According to the Office of Fair Trading (OFT), consumers in the UK lose £3.5 billion each year to increasingly sophisticated techniques used by scammers. That equivalent to about £70 per adult in the UK.
In an attempt to try and combat the growing problem of innocent Brits falling for ever ingenious scams, the OFT has made February its nationwide 2007 Scams Awareness month. The OFT aims to highlight some of the more common scams that Brits should be looking out for and to provide people in the UK with the knowledge and skill they need in order to recognize and report scams so as to minimize the threat of falling for them.
Historically, the techniques used by scammers include e-mails, text messages and internet pop-ups. In most cases, the scammer hopes to prey on either the greed of their victim to make a quick buck, or the inexperience the victim has with modern technology. Accordingly, according to the OFT, the top five most common scams consumers in the UK fall for include:
1. Bogus holiday clubs – over 400,000 people in the UK fall victim to a bogus holiday club scam every year. On average each victim will lose £3,030 – or a total cost of £1.7 billion a year to UK consumers. Essentially, the scam operates by inviting holidaymakers to a presentation where they will be told they will collect a 'prize'. They're pressurized into joining an 'exclusive' holiday club, which then fails to deliver on what it had promised.
2. Fake lotteries – fake foreign lotteries are another popular scam that 140,000 UK consumers cannot seem to stay away from.
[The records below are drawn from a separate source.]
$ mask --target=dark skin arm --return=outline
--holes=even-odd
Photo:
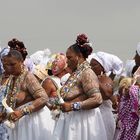
[[[33,75],[28,75],[26,77],[26,83],[28,94],[31,95],[34,99],[31,105],[28,105],[27,107],[30,112],[36,112],[45,106],[46,102],[48,101],[48,96]],[[12,121],[17,121],[22,116],[24,116],[24,114],[21,108],[20,110],[15,110],[13,113],[11,113],[10,119]]]
[[[95,73],[91,70],[90,72],[82,75],[82,87],[85,90],[85,93],[88,92],[92,88],[97,88],[99,89],[99,83],[97,76]],[[83,110],[89,110],[96,108],[100,106],[102,103],[102,96],[101,93],[91,93],[90,96],[84,101],[81,101],[81,109]],[[71,103],[64,103],[61,105],[61,109],[63,112],[69,112],[72,110]]]
[[[45,89],[46,93],[48,94],[48,97],[51,97],[52,95],[57,95],[57,88],[52,82],[51,79],[47,78],[43,83],[42,87]]]

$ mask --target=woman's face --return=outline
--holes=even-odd
[[[52,73],[57,75],[61,73],[66,67],[66,60],[64,56],[57,57],[52,63]]]
[[[90,61],[91,69],[95,72],[96,75],[100,75],[101,72],[104,73],[104,68],[101,66],[101,64],[95,60],[94,58]]]
[[[69,48],[66,52],[66,56],[67,56],[68,68],[70,68],[72,71],[77,69],[77,65],[78,65],[77,54],[72,49]]]
[[[2,63],[5,73],[12,75],[19,75],[21,73],[23,63],[15,57],[4,57]]]
[[[136,65],[137,65],[137,66],[140,66],[140,56],[138,55],[137,52],[136,52],[136,55],[135,55],[134,59],[135,59]]]

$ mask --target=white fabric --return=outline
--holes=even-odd
[[[138,55],[140,56],[140,42],[137,45],[137,50],[136,51],[137,51]]]
[[[70,77],[70,73],[65,74],[64,76],[61,77],[61,85],[63,86],[65,84],[65,82],[68,80],[68,78]]]
[[[9,140],[53,140],[55,122],[47,107],[22,117],[15,129],[9,129]]]
[[[49,49],[44,49],[37,51],[33,53],[30,58],[33,61],[35,65],[42,64],[42,65],[47,65],[49,61],[49,55],[51,54],[51,51]]]
[[[116,55],[106,52],[92,53],[87,61],[90,62],[92,58],[97,60],[103,66],[106,73],[111,71],[116,75],[120,75],[123,71],[123,62]]]
[[[122,76],[131,77],[132,76],[132,70],[133,70],[135,65],[136,65],[135,60],[133,60],[133,59],[132,60],[127,60]]]
[[[115,134],[116,123],[112,113],[112,103],[110,100],[105,100],[99,106],[105,129],[107,134],[107,140],[113,140]]]
[[[61,113],[53,140],[107,140],[100,109]]]

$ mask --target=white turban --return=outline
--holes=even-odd
[[[132,70],[134,66],[136,65],[135,60],[127,60],[125,65],[125,72],[126,76],[131,77],[132,76]]]
[[[92,58],[97,60],[103,66],[106,73],[113,72],[116,75],[120,75],[123,71],[123,62],[113,54],[105,52],[92,53],[87,61],[90,62]]]
[[[138,55],[140,56],[140,42],[139,42],[138,45],[137,45],[136,51],[137,51]]]

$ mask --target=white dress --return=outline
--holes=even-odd
[[[112,103],[110,100],[104,100],[103,103],[99,106],[99,108],[104,121],[107,140],[113,140],[116,129],[116,123],[112,113]]]
[[[53,140],[107,140],[100,109],[61,113]]]
[[[9,128],[9,140],[52,140],[55,122],[46,106],[37,112],[23,116],[15,124],[14,129]]]

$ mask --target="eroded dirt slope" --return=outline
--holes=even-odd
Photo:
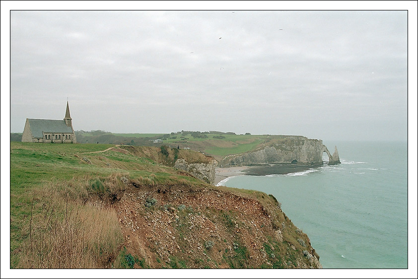
[[[134,267],[322,268],[274,197],[240,191],[173,185],[120,193],[112,206],[126,253],[140,260]]]

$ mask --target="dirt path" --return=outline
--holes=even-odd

It costs them £260 million a year and is very easy to operate. Basically the scammer sends the victim a message, either by e-mail or text message, telling them they have won a prize and all they need to do to collect their prize is to send a small administrative fee. Obviously, the prize never materializes!
3. Miracle health and slimming cure – UK society is now so concerned about how we look that we are now willing to spend approximately £20 million a year on scam miracle health and slimming cures!
4. Pharming – although fairly well published now, pharming, where consumers are sent an e-mail telling them that they need to update their financial records, say on PayPal or their online bank, still costs UK consumers millions of pounds a year.
5. Stocks and shares – growing in popularity is the spam e-mail telling people that a particular stock/share (usually a penny stock) is about to explode out of tracks and returns on investment will be out of this world. In most cases these e-mails are sent looking like they should have been sent to an innocent third person and you just happen to have been lucky to have received a mis-directed e-mail. What you don't know is that the scammer has already bought shares in the penny stock and your, and millions of others, interest in the shares does exactly what they said and hoped would happen – it sends the price of the share into orbit. In the meantime they have sold out and by the time everyone else has worked out that the share is worthless, you are left with a penny share you paid a fortune for!
Commenting on the rise of scamming in the UK, Mike Haley, Head of Scambusters at the OFT, said: "Scammers are finding more ruthless and sophisticated ways to exploit modern tools, such as the internet e-mails and text messaging. These scams deeply affect individuals and families, leading to debt, depression and even suicide. Though anybody can be conned by the scammers, it is always the vulnerable, oldest or youngest who end up suffering the most."